VW muss ein Dieselauto zurücknehmen

Das Oberlandesgericht in Oldenburg hat nun den Volkswagen-Konzern dazu verurteilt, das Auto eines vom Dieselskandal betroffenen Kunden zurück zu nehmen. Das Oberlandesgericht bestätigte ein Urteil aus einer Vorinstanz, der zufolge der Kunde vom Kaufvertrag zu seinem VW Golf Plus zurück treten kann, weil der VW-Konzern mit Schummelsoftware gearbeitet hat. Nach der Ankündigung des Gerichtes so entscheiden zu wollen, hat VW die Berufung zurückgezogen und das Urteil der Vorinstanz wurde damit rechtskräftig.

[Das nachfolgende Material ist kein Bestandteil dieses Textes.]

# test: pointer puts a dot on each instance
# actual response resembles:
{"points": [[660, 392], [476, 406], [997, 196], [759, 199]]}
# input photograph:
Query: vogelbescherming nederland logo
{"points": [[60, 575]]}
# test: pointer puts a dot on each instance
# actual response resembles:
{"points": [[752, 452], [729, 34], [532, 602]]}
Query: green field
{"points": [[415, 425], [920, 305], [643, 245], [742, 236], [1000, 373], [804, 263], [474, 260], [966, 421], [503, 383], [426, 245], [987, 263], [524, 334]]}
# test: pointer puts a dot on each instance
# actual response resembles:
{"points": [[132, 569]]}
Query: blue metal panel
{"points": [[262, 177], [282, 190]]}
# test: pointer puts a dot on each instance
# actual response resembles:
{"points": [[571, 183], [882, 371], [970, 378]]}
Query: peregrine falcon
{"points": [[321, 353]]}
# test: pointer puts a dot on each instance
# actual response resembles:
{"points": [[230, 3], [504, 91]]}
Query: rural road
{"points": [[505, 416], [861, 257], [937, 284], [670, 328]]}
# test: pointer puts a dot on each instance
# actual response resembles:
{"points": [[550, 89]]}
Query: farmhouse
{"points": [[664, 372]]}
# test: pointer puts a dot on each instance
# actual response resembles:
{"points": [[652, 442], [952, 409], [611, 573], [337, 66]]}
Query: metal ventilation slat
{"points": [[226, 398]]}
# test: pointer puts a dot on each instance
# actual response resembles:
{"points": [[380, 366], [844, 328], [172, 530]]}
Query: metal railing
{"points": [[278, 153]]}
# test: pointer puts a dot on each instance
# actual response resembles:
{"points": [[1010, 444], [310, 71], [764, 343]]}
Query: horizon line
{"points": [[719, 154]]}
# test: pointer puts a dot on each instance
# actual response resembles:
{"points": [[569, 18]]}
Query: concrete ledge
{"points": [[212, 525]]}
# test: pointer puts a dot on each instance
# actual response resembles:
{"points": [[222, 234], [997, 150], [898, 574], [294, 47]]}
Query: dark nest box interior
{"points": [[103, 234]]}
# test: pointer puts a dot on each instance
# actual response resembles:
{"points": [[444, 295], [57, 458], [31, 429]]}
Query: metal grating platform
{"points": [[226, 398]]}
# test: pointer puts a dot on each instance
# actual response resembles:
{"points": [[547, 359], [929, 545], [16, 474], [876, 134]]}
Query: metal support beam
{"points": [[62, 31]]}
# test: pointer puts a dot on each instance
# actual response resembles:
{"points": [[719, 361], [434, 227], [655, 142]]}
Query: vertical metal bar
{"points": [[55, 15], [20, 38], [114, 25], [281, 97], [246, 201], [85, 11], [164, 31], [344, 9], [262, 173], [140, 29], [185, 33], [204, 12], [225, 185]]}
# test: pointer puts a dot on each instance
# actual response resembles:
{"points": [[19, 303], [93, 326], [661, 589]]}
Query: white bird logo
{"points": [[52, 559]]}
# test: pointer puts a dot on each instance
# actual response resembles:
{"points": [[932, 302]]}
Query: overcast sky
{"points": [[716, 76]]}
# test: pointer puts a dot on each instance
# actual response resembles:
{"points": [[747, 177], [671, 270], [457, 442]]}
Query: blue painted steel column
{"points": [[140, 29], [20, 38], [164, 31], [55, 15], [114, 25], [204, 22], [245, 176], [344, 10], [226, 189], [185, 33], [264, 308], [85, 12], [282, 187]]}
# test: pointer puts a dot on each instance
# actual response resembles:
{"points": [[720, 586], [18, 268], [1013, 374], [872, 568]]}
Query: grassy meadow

Volkswagen hält das Urteil des Landgerichts Osnabrück als Vorinstanz nach wie vor für nicht korrekt, will es aber stehen lassen weil ein Oberlandesgerichts-Urteil für andere Verfahren ein Wegweiser sein könnte.

Der 14. Zivilsenat des Oberlandesgerichts Oldenburg war aber auf jeden Fall der Ansicht, dass das Auto einen Mangel aufweist, der Käufer hatte ein Auto bekommen, das die Abgastests nicht bestanden hat.

Der VW-Konzern sieht sich im Diesel-SKandal weiterhin im Recht und sieht keine Chance für einen Vergleich über die weiteren Verfahren, rund 40’000 Klagen gegen VW wurden bislang eingereicht. Etwa 12’400 Urteile sind bislang ergangen, die meisten zugunsten von Volkswagen beziehungsweise der Händler des VW-Konzerns.